Quote from: Draigr on November 08, 2011, 06:52:18 PM
Render setting are low to speed up iterations. If I did a full render at 4 AA and .65 detail I'd literally be there all night. I think it takes about 12 hours, most likely more now. That's for 1024 by 1024. Clouds aren't affected by detail settings and the ground/water isn't important in the scene.
Spherical artefacts are caused by the spherical mapping.
Looking forward to seeing what you come up with.
Spherical mapping of what?
I opened your file, got rid of the population, all the terrain and shaders, since you only see water.
Despite the water not being important, visually, it's definitely a source of the seams/artefacts you're seeing.
To fix this I increased the detail from 0.19, which is absolutely too low to expect any kind of correlation between the 6 sides of the cube, to 0.6.
I then increased AA from 1 to 4. AA1 is really really really too low. Even if you render with RTA and have tons of samples in your clouds. It just won't work for the aforementioned reason that the quality eventually is so low that you can't expect any correlation between the 6 sides of your cube.
To speed up rendertimes I reduced the cloud quality from 1 to 0.5.
A 400x400 frame takes roughly 4 minutes for me.
Despite these improvements there's still a visibile seam at the top and bottom of the image which I wasn't able to completely remove yet.

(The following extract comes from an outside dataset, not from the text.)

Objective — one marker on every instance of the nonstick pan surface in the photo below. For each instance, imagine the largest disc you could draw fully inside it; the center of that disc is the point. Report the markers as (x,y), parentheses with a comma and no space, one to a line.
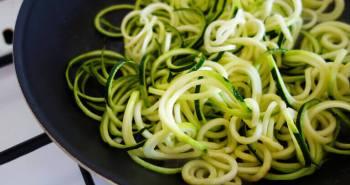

I used ray detail region padding up to 2 to make adjacent cube-faces account for shadows as well, helped a little, but not enough.
All in all I think the difficulty here lies in A)the dark atmosphere and bright lighting B) the dense and really thick clouds.

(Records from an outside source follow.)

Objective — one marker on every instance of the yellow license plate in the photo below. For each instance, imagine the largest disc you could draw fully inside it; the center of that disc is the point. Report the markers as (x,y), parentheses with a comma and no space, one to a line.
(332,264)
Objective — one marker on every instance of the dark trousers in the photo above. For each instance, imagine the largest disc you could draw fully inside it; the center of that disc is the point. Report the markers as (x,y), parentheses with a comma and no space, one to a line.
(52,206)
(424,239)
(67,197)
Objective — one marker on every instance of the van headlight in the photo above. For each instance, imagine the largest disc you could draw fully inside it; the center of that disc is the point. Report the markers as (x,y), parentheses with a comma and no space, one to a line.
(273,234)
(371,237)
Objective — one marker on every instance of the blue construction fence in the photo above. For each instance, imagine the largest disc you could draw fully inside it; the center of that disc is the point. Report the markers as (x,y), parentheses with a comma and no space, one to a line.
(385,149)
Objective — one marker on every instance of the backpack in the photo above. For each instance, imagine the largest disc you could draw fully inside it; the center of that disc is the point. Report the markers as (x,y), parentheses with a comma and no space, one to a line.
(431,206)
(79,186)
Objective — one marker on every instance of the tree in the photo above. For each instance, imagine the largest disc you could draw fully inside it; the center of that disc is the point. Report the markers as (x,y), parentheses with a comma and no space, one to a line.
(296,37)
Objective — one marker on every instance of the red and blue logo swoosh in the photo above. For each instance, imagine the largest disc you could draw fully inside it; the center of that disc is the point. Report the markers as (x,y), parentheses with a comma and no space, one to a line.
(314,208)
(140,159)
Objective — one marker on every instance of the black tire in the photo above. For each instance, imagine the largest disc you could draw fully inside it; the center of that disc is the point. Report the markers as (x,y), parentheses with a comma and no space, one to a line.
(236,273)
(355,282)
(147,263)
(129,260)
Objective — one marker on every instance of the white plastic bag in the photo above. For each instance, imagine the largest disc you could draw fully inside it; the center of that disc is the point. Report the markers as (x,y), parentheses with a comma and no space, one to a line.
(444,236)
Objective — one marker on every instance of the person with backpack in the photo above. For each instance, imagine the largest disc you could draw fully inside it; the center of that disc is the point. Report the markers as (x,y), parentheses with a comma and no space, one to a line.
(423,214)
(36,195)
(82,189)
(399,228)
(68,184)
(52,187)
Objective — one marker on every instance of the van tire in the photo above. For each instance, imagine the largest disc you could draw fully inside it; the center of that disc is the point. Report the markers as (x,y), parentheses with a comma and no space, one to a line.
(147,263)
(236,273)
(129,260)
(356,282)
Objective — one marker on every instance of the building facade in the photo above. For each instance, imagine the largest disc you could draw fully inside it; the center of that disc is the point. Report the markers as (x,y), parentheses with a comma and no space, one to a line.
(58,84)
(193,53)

Even without GI there's too much difference in lighting conditions between each cube face.
A work-around would be to use more sensible settings for everything.
You have huge thick clouds which take very long to render, but you could also make smaller clouds which are less thick and blend them less out in the distance.

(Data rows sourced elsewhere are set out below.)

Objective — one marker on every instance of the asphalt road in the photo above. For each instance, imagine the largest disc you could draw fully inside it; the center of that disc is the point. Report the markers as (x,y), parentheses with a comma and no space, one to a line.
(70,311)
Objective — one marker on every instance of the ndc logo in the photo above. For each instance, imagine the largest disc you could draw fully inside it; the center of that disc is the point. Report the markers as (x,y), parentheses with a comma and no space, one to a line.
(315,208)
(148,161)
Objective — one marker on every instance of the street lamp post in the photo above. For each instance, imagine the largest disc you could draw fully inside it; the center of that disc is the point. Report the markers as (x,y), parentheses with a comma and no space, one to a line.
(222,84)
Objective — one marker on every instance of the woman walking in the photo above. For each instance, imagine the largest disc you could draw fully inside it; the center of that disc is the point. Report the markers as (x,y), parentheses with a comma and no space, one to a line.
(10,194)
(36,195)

They will visually appear at the same position, but will render much faster.
If you don't touch things too much it shouldn't be too hard to do, as FrankB already pointed out.
Eventually you could post-work the skybox to get what you like.
All the problems with these skyboxes I've seen so far is with files where its settings have strongly deviated from the sensible default settings.
Another workaround is a previously made suggestion to change the FOV and render a lot more faces (with overlap). I believe it was Kadri who's suggesting that.
This way you should eventually be able to cover for the big differences in lighting everywhere.
Well, I hope things are a bit more clear now.